[Jobs] nebraska workshop
Jeremy Hunsinger
jhuns at vt.edu
Mon Mar 31 10:43:35 PDT 2008
Third Annual Nebraska Digital WorkshopOctober 10 & 11, 2008
The Center for Digital Research in the Humanities (CDRH) at the
University of Nebraska–Lincoln will host the third annual Nebraska
Digital Workshop on October 10 & 11, 2008. Through a competitive
process, selected early-career scholars will be invited to present
their work in digital humanities.
Senior Scholars
Every year, the Center supplements its roster by bringing two
nationally recognized senior scholars in digital humanities to Lincoln
to participate and work with the scholars whose work is selected for
presentation. In 2008, the two digital humanists who are invited to
participate on the faculty of the Workshop are:
• Greg Crane, Professor of Classics, Tufts University, and Editor,
Perseus Project. Crane has published extensively on Greek and Latin
literature as well as in digital humanities. (Read Crane's C.V. )

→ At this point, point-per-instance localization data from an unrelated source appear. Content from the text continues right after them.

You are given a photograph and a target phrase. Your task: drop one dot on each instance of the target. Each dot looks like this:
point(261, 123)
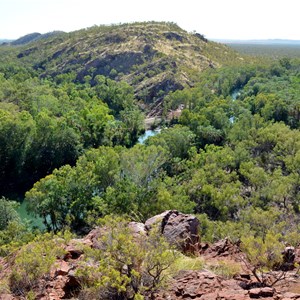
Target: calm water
point(147, 134)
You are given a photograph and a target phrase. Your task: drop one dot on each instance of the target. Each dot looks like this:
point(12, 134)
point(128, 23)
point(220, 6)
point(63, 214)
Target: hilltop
point(155, 58)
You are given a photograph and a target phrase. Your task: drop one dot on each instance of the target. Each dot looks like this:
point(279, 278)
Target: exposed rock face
point(180, 230)
point(204, 285)
point(221, 248)
point(289, 256)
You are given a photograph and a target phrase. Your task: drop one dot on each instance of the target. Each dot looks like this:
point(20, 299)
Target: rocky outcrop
point(205, 285)
point(180, 230)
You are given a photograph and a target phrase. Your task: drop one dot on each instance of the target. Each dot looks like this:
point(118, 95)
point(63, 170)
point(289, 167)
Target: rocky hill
point(155, 58)
point(221, 274)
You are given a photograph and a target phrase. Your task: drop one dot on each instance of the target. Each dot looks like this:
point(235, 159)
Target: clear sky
point(219, 19)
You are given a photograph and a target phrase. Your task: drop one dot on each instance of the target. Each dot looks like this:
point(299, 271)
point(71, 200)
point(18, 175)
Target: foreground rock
point(205, 285)
point(180, 230)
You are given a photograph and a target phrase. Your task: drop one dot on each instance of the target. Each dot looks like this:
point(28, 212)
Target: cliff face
point(155, 58)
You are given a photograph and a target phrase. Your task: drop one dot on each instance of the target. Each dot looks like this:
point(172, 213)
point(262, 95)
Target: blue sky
point(220, 19)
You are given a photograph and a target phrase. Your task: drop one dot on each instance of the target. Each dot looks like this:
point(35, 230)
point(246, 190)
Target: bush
point(32, 262)
point(124, 266)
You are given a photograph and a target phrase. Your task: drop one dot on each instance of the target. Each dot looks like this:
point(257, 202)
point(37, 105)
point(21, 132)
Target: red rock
point(179, 229)
point(62, 268)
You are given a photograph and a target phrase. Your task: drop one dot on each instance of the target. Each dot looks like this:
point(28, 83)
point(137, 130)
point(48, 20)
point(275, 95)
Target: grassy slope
point(154, 58)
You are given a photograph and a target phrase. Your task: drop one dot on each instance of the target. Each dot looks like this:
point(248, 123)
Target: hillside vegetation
point(72, 107)
point(154, 58)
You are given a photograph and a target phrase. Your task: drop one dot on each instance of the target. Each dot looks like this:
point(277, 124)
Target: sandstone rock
point(289, 295)
point(62, 268)
point(138, 229)
point(221, 248)
point(261, 292)
point(7, 297)
point(288, 256)
point(179, 229)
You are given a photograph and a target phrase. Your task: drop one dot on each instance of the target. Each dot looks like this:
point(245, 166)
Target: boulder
point(288, 259)
point(180, 230)
point(138, 229)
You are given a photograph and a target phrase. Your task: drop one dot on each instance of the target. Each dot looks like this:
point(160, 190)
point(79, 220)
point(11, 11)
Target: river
point(37, 222)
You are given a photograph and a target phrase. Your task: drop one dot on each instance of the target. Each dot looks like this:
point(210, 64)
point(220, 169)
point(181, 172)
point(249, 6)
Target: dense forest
point(72, 106)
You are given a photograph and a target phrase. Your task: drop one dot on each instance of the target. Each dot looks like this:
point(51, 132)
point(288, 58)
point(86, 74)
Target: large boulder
point(180, 230)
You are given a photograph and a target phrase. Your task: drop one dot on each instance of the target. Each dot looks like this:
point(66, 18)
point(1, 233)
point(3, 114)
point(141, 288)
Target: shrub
point(124, 266)
point(32, 262)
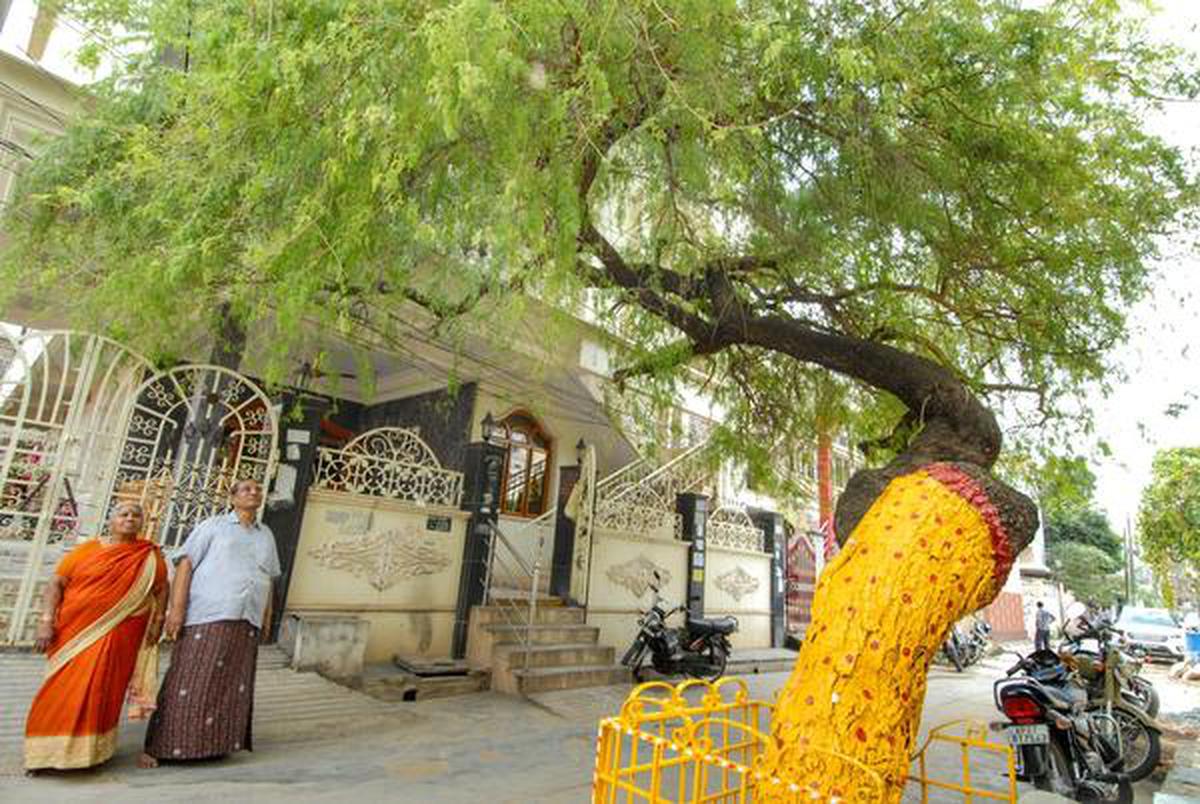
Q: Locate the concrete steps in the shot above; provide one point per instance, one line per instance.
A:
(558, 652)
(499, 615)
(551, 634)
(513, 657)
(288, 706)
(545, 679)
(407, 687)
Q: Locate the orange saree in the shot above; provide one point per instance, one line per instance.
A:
(96, 655)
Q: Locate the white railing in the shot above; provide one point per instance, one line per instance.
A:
(640, 498)
(732, 528)
(513, 582)
(407, 471)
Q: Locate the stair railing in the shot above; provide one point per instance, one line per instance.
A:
(517, 574)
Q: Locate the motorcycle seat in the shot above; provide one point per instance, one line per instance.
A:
(1066, 697)
(700, 625)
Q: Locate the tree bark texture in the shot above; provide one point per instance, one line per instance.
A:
(936, 545)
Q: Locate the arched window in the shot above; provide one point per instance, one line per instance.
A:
(525, 487)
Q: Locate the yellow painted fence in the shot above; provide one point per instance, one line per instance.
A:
(701, 742)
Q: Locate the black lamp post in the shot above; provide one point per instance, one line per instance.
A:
(487, 429)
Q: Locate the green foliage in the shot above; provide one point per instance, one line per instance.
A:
(970, 180)
(1067, 484)
(1086, 571)
(1084, 527)
(1169, 517)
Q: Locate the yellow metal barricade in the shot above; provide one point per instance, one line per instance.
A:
(973, 738)
(701, 742)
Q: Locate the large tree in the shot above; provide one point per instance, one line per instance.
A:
(1169, 521)
(1084, 527)
(941, 203)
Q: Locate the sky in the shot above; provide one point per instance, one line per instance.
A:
(1162, 355)
(1161, 358)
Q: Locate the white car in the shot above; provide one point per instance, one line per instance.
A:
(1152, 630)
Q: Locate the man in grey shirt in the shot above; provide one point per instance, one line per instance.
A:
(220, 607)
(1042, 628)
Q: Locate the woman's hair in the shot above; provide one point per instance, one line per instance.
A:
(237, 485)
(129, 503)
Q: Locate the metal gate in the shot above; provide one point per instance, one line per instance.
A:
(193, 431)
(64, 403)
(85, 423)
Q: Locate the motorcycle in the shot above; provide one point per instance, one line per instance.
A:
(977, 641)
(1060, 745)
(700, 648)
(1141, 736)
(1110, 665)
(964, 651)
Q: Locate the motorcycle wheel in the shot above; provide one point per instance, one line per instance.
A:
(1123, 795)
(1059, 777)
(1140, 744)
(717, 660)
(1144, 696)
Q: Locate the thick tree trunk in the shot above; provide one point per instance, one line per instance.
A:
(931, 537)
(935, 545)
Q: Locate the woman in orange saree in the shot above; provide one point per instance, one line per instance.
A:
(100, 630)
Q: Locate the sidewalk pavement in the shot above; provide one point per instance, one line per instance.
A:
(317, 742)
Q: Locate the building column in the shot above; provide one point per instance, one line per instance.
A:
(564, 538)
(694, 509)
(481, 492)
(288, 495)
(775, 543)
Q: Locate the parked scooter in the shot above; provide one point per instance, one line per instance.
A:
(700, 648)
(1110, 667)
(1060, 745)
(964, 649)
(977, 641)
(1140, 736)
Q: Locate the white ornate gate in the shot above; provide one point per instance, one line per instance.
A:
(64, 403)
(192, 432)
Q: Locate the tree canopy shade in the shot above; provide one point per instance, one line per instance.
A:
(1087, 571)
(1084, 527)
(941, 201)
(846, 183)
(1169, 516)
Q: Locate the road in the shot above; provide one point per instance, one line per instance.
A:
(317, 742)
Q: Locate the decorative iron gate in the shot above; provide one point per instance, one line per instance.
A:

• Katherine Hayles, Distinguished Professor of Literature in English
and Media Arts, UCLA. Hayles's publications include Electronic
Literature: New Horizons for the Literary (forthcoming, 2008), and My
Mother Was a Computer: Digital Subjects and Literary Texts, 2005.
(Read Hayles's Bio)
Workshop Goal
The goal of the Workshop is to enable the best early-career scholars
(pre-tenure faculty, postdoctoral fellows, and advanced graduate
students) in the field of digital humanities to present their work in
a forum where it can be critically evaluated, improved, and showcased.
Under the auspices of the CDRH faculty and staff—a group that includes
CDRH co-directors Katherine L. Walter and Kenneth M. Price, Brett
Barney, Andrew Jewell, Brian Pytlik Zillig, Stephen Ramsay, Douglas
Seefeldt, William G. Thomas, III, and Judellen Thornton-Järinge—the
Nebraska Digital Workshop will offer opportunities to discuss the
potential of humanities computing, present examples of successful
projects created at the CDRH, share strategies for developing
administrative and institutional support for digital humanities
scholarship at the applicants’ home institutions, and discuss external
funding options. The Workshop ultimately endeavors to foster a
network of digital scholars who will come together across disciplinary
boundaries at the Workshop, and who in the future will advance
humanities computing and help define the state of the field. For
information about the Center for Digital Research in the Humanities
and faculty biographies, see http://cdrh.unl.edu. For information
about our past digital workshops, please see our Nebraska Digital
Workshop archive page.
The Workshop will supplement its roster by bringing nationally
recognized senior scholars in digital humanities to Lincoln to
participate and work with the scholars whose work is selected for
presentation.
Benefits for selected scholars
The CDRH will pay for travel and lodging expenses, and scholars will
receive an honorarium for presenting their work at the Nebraska
Digital Workshop.
Selection Criteria
Applicants are asked to submit a three-page narrative abstract for an
approximately 30 minute presentation of their digital project along
with files of, or links to, any digital elements, electronic text,
analytical tools, or multimedia visualizations already created.
Selection criteria include: the significance of the project in the
scholar’s primary disciplinary field, elements of technical
innovation, theoretical and methodological sophistication, and
creativity of approach to the subject.
Applications
Please send proposed workshop abstract, curriculum vitae, and a
representative sample of digital work via a URL or disk on or before
April 25, 2008 to: Katherine L. Walter, Co-Director, UNL Center for
Digital Research in the Humanities, at kwalter1 at unl.edu or 319 Love
Library, UNL, Lincoln, NE 68588-4100.
Jeremy Hunsinger
Information Ethics Fellow, Center for Information Policy Research,
School of Information Studies, University of Wisconsin-Milwaukee (www.cipr.uwm.edu
)
Words are things; and a small drop of ink, falling like dew upon a
thought, produces that which makes thousands, perhaps millions, think.